The company employs several team members who have up to 40 years of experience in procurement. “That enables us to maintain contacts with key suppliers across the grid,” he says, noting that the team manages 985 products for all of the prisons combined.
Complications arise for Trinity with the menus at the facilities. Only 180 of the items are common to all the prisons. “It’s not like it’s an Applebee’s and we’re serving the same menu,” Long says. “We have jails that are run by sheriffs, detention facilities and so on. Every one of them has a fairly unique menu.”
They also can have prisoners with diverse diets. Trinity regularly delivers kosher and halal products, as well as food for diabetics and a mixture of other religious and medically necessary menu plans. “It adds a layer at every one of our facilities that we have to take into account,” O’Connell says.
Additionally, some prisons may not want their inmates in the mess hall three times a day, which requires Trinity to package a meal as a sack lunch, and serve it at breakfast. Some facilities require meals to all be served in their cells or pod.
Despite these variables, Trinity maintains a high level of quality. “It’s not just a slopping of food on the tray as many in the general public presume,” Keller says. “We truly try to present the best product to our customer as possible.”
Trinity distinguishes itself by being innovative. “You have to grow with the market changes,” Keller says. “That is something we seem to do quite well.”
The company has stayed on top of new technology by implementing new tracking systems that not only tell Trinity where its trucks are, but also can keep them locked.

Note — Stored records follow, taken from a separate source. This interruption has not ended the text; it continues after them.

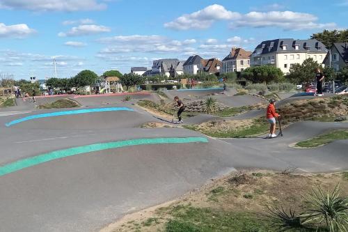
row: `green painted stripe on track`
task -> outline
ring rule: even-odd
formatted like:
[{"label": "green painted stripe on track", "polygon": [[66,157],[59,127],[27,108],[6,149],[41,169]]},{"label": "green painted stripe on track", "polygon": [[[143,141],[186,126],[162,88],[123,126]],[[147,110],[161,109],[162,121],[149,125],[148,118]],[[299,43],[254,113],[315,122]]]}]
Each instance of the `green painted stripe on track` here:
[{"label": "green painted stripe on track", "polygon": [[188,144],[196,142],[207,143],[208,140],[203,137],[139,139],[78,146],[76,148],[52,151],[48,153],[19,160],[13,163],[0,167],[0,176],[51,160],[93,151],[136,145]]}]

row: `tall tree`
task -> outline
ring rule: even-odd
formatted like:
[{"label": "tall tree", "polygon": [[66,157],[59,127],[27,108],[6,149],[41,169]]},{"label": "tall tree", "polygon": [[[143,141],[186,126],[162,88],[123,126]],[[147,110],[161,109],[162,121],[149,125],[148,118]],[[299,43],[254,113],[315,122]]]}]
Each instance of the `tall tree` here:
[{"label": "tall tree", "polygon": [[120,78],[120,77],[122,77],[123,75],[122,75],[122,73],[120,73],[118,70],[109,70],[109,71],[106,71],[106,72],[104,72],[103,76],[105,77],[117,77]]},{"label": "tall tree", "polygon": [[272,65],[261,65],[246,68],[242,77],[253,83],[279,82],[283,80],[282,70]]},{"label": "tall tree", "polygon": [[296,84],[309,83],[314,81],[318,68],[321,68],[321,65],[313,58],[308,58],[302,64],[294,63],[285,78]]},{"label": "tall tree", "polygon": [[310,38],[316,39],[327,48],[331,48],[334,42],[348,42],[348,30],[324,30],[323,32],[313,34]]},{"label": "tall tree", "polygon": [[143,82],[143,79],[141,76],[135,74],[125,74],[123,76],[120,77],[122,84],[125,85],[128,91],[129,86],[134,86],[136,84],[140,84]]},{"label": "tall tree", "polygon": [[90,70],[83,70],[73,77],[72,83],[74,87],[80,88],[86,86],[93,86],[95,84],[98,76]]}]

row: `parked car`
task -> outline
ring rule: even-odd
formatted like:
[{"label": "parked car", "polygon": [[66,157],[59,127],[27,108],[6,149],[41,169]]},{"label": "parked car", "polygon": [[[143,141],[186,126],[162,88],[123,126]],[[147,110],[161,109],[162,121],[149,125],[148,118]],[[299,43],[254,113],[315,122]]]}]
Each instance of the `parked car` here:
[{"label": "parked car", "polygon": [[348,86],[341,86],[335,91],[335,93],[338,95],[348,94]]}]

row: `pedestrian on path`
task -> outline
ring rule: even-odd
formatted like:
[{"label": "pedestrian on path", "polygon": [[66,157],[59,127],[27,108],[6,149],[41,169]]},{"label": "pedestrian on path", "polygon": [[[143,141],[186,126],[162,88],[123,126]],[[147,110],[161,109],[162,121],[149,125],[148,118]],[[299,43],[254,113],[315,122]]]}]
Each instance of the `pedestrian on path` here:
[{"label": "pedestrian on path", "polygon": [[317,70],[317,72],[315,73],[315,80],[317,81],[317,95],[322,96],[323,95],[323,82],[324,82],[324,74],[322,72],[320,68],[318,68]]},{"label": "pedestrian on path", "polygon": [[183,121],[182,121],[182,118],[181,118],[181,114],[182,114],[184,110],[185,110],[185,105],[184,105],[182,101],[179,99],[178,96],[175,96],[174,98],[174,100],[175,101],[175,102],[177,104],[176,107],[178,109],[178,111],[177,111],[177,118],[179,119],[178,123],[182,123]]},{"label": "pedestrian on path", "polygon": [[278,118],[280,116],[280,114],[276,113],[276,100],[271,99],[269,100],[269,105],[268,105],[266,118],[267,118],[268,122],[271,124],[269,127],[269,138],[275,138],[277,137],[276,134],[276,118]]}]

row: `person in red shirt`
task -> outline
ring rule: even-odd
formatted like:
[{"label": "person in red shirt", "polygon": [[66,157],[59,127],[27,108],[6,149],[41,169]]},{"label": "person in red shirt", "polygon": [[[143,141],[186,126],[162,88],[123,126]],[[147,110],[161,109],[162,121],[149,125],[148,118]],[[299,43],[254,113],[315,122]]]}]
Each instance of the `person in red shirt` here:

Trinity also has kept its commissary services current with machines that are built-to-last and provide secure credit card transactions. “They have to withstand the rigors of being in high-security facilities, and have to work flawlessly day after day,” O’Connell states.
He predicts a strong future ahead for Trinity, which has only flourished since its merger with Canteen. “We’ve spent a lot of time pulling these two companies together,” O’Connell says. “Mark has done an incredible job of merging the two purchasing groups [to] better leverage our partnerships with our suppliers.”
Long also praises Keller, who has 24 years in the industry. “Mark and his team understand what’s going on at these facilities,” Long says. “We can’t just bring somebody in and say, ‘Just begin doing this job,’ because there are so many nuances to it. It really takes somebody who understands what’s acceptable and what’s not.”
Trinity wants to continue improving. “We want to better serve our customers,” O’Connell says, adding that the company strives to take burdens off of the prisons. “They shouldn’t be in the business of running a kitchen. We’re able to provide a service, save the taxpayers dollars and keep the inmates satisfied. We want to do more of that in the future.”